# Design: Markdown Frontmatter Processing
## Architecture
### 1. Metadata Extraction (`MarkdownMetadataExtractorMiddleware`)
- **Current**: Extracts title from the first `# Heading`.
- **New**:
- Check for YAML frontmatter at the beginning of the content (lines between `---`).
- Parse the YAML content.
- If a `title` field exists, use it as the `context.title`.
- Fallback to existing H1 extraction if no frontmatter title is found.
- Store the raw frontmatter in the context if needed for downstream (though the splitter re-reads the content).
### 2. Document Splitting (`SemanticMarkdownSplitter`)
- **Current**: Converts Markdown to HTML using `remark`, then splits based on DOM elements.
- **New**:
- **Preprocessing**: Detect and extract frontmatter *before* the `markdownToHtml` conversion.
- **Splitting**:
- Create a dedicated `Chunk` for the frontmatter.
- Set its type to `frontmatter` (new `SectionContentType`).
- The rest of the markdown (body) is passed to the existing `markdownToHtml` -> `splitIntoSections` pipeline.
- The frontmatter chunk is prepended to the list of chunks.
## Dependencies
- **`gray-matter`**: Adopt this library for robust frontmatter parsing. It handles edge cases (like `---` in code blocks) better than regex and is the industry standard.
- It uses `js-yaml` internally (or similar) but abstracts the splitting logic safely.
## Data Structures
### `SectionContentType`
Update `src/splitter/types.ts`:
```typescript
export type SectionContentType = "text" | "code" | "table" | "heading" | "structural" | "frontmatter";
```
### `Chunk`
No structural changes to `Chunk`, but:
- `types` array can now contain `"frontmatter"`.
- **Optimization**: We should consider storing the parsed frontmatter object in `chunk.metadata` (if `Chunk` interface supports it or if we extend it) to avoid downstream re-parsing. For now, we stick to the raw content in the chunk body, but ensure the extractor attaches the title to the context.
## Error Handling
- **Malformed YAML**: Parsing MUST NOT crash the application.

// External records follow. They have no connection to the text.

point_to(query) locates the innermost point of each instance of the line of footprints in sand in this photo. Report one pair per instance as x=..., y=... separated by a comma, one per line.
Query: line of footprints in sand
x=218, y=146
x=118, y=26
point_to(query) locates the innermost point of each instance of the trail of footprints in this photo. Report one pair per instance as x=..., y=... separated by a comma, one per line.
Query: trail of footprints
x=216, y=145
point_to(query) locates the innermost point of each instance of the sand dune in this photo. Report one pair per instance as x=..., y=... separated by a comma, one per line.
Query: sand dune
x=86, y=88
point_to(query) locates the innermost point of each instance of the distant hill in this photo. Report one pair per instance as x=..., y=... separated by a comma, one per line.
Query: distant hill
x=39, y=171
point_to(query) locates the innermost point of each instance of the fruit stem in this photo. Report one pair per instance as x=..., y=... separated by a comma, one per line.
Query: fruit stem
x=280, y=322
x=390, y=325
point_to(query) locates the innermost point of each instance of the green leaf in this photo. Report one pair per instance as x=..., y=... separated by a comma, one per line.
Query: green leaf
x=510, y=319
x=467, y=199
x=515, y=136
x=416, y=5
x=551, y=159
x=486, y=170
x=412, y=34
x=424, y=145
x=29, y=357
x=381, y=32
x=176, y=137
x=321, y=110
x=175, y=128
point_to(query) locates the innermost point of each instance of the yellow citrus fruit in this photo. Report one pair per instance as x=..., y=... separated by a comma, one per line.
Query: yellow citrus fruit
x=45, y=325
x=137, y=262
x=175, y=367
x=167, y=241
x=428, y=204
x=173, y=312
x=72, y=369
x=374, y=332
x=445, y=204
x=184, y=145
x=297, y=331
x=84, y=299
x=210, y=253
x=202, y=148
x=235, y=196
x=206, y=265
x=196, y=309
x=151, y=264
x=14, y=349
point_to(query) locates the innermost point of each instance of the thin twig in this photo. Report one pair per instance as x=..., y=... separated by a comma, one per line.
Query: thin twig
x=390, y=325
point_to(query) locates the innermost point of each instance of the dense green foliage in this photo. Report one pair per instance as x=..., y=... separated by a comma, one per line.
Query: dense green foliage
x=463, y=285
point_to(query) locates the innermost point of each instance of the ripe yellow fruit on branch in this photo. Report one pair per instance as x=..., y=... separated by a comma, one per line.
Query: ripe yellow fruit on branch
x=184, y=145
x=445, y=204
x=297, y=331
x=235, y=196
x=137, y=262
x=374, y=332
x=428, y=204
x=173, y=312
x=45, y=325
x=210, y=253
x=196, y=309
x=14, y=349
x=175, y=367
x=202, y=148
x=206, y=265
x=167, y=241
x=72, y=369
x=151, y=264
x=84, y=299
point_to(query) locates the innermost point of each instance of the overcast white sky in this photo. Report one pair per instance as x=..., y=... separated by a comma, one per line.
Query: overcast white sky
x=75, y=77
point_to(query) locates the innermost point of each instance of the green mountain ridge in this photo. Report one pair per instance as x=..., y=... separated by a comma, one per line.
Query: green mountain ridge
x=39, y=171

- **Middleware**: If parsing fails, log a warning and fallback to standard H1 title extraction.
- **Splitter**: If parsing fails, treat the content as plain text (do not create a frontmatter chunk, or create a text chunk).
## Trade-offs
- **Splitting Strategy**: Separating frontmatter before HTML conversion avoids `remark` messing it up (e.g. turning it into a `<hr>`).
- **Chunk Size**: Frontmatter is usually small, but if it's huge, we might need to split it? Unlikely to exceed chunk limits in normal docs. We will treat it as a single chunk for now.